But the O'Neill movie was one he felt was right for the theater and the

area.

"It's good, clean fun," Burnham said. "It's not going to offend anybody.

It's the type of film that our community, being a beach community, can

really embrace."

Burnham was hesitant to speculate on whether the screening might lead to

more events like it at the Port.

"I wouldn't say that it's going to be the beginning," Burnham said. "This

just happened to be a circumstance where all the circumstances were

right."

The theater closed last August after the Landmark Theatre Corp. decided

not to renew its lease on the space.

At some point in the future, Burnham said, he hopes to use the space in a

way that will "integrate a theater into the overall scheme," but his

specific plans are undecided.

"Since its closure, it's been in constant discussion with a number of

different situations," Burnham said.

"The Experience," the first movie O'Neill has produced in five years,

features some of O'Neill's most famous surfers, including Shane Beschen,

Cory Lopez, Rochelle Ballard and Laguna Beach surf/skate crossover guru

Bill Bryan.

The large-scale premiere is unusual in the surf movie business, where

many films are released directly to video.
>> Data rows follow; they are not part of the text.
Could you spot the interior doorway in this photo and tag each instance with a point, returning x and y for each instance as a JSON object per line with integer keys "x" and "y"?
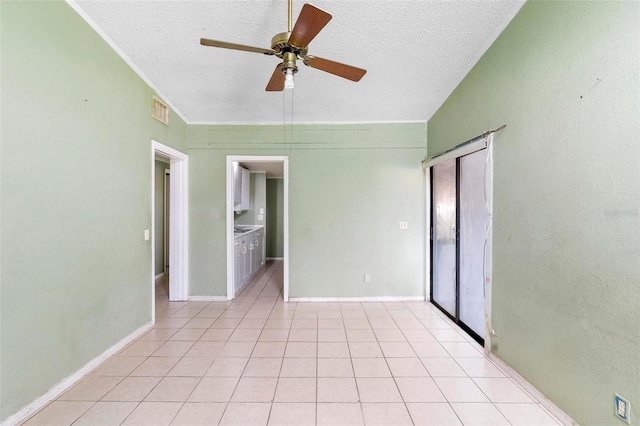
{"x": 273, "y": 166}
{"x": 177, "y": 214}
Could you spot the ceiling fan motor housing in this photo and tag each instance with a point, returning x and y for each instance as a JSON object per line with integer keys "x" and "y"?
{"x": 289, "y": 53}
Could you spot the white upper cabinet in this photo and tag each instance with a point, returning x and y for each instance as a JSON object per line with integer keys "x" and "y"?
{"x": 241, "y": 188}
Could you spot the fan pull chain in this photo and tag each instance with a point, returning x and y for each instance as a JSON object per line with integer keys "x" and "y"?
{"x": 293, "y": 91}
{"x": 284, "y": 122}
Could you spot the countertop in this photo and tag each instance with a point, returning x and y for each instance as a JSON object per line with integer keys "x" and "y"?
{"x": 241, "y": 230}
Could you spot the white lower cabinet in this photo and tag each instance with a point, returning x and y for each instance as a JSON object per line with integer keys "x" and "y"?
{"x": 248, "y": 257}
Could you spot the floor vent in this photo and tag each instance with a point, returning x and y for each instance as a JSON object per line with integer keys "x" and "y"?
{"x": 160, "y": 111}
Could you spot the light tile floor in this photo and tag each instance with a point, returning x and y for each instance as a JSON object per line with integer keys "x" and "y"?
{"x": 258, "y": 361}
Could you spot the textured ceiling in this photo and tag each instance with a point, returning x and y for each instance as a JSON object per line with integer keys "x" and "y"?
{"x": 415, "y": 53}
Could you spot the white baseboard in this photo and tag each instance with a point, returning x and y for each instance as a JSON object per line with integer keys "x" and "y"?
{"x": 358, "y": 299}
{"x": 551, "y": 408}
{"x": 71, "y": 380}
{"x": 207, "y": 298}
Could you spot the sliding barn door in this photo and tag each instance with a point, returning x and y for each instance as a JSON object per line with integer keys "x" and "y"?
{"x": 444, "y": 235}
{"x": 459, "y": 221}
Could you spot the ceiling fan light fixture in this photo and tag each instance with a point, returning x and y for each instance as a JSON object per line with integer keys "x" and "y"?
{"x": 288, "y": 79}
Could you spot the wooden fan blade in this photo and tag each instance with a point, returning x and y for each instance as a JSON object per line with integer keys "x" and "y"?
{"x": 308, "y": 25}
{"x": 225, "y": 45}
{"x": 276, "y": 84}
{"x": 335, "y": 68}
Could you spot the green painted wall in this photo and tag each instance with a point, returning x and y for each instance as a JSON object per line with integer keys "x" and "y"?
{"x": 75, "y": 194}
{"x": 350, "y": 185}
{"x": 159, "y": 215}
{"x": 275, "y": 218}
{"x": 258, "y": 195}
{"x": 564, "y": 77}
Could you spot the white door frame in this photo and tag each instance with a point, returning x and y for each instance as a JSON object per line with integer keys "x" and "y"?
{"x": 178, "y": 222}
{"x": 165, "y": 233}
{"x": 230, "y": 217}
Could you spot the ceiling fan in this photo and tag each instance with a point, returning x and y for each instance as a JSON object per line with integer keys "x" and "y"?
{"x": 293, "y": 45}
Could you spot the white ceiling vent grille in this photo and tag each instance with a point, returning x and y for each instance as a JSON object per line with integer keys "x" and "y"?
{"x": 160, "y": 111}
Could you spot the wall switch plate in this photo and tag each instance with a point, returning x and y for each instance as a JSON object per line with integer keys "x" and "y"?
{"x": 623, "y": 408}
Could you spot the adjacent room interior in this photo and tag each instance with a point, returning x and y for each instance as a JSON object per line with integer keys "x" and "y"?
{"x": 386, "y": 273}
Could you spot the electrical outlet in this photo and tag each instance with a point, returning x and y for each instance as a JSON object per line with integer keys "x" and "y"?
{"x": 623, "y": 408}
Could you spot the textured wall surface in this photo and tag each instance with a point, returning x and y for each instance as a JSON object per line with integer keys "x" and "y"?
{"x": 350, "y": 185}
{"x": 564, "y": 77}
{"x": 76, "y": 198}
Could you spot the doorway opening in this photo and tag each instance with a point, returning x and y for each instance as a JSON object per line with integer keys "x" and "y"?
{"x": 268, "y": 167}
{"x": 175, "y": 220}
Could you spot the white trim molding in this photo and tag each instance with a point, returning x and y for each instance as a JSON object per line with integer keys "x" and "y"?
{"x": 360, "y": 299}
{"x": 178, "y": 222}
{"x": 207, "y": 298}
{"x": 549, "y": 406}
{"x": 74, "y": 378}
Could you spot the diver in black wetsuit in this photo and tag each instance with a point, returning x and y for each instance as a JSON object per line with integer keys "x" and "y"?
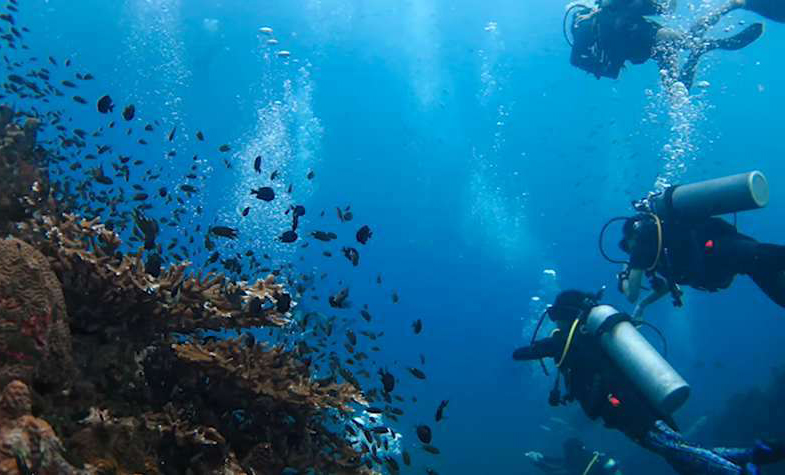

Joey Santley, spokesman for O'Neill, explained that the company hoped the

big-screen experience of the theatrical premiere would give the film the

punch usually lacking from the straight-to-video experience.

"We want people to get a big impact," he said.

The Port, in particular, seemed to be a good choice for the debut because

it was the site of many screenings in the old days of surf movies.

"I saw [the classic '70s surf film] 'Five Summer Stories' there," Santley

said. "To me, the cultural and historical aspect of that theater are

rad."

Santley said he hoped the premiere would recreate some of the manic

enthusiasm that once attended surf movie screenings.

"I can't wait to see 13-year-old kids breaking in the back doors and

stuff," Santley said. "Twenty years ago, I was that kid."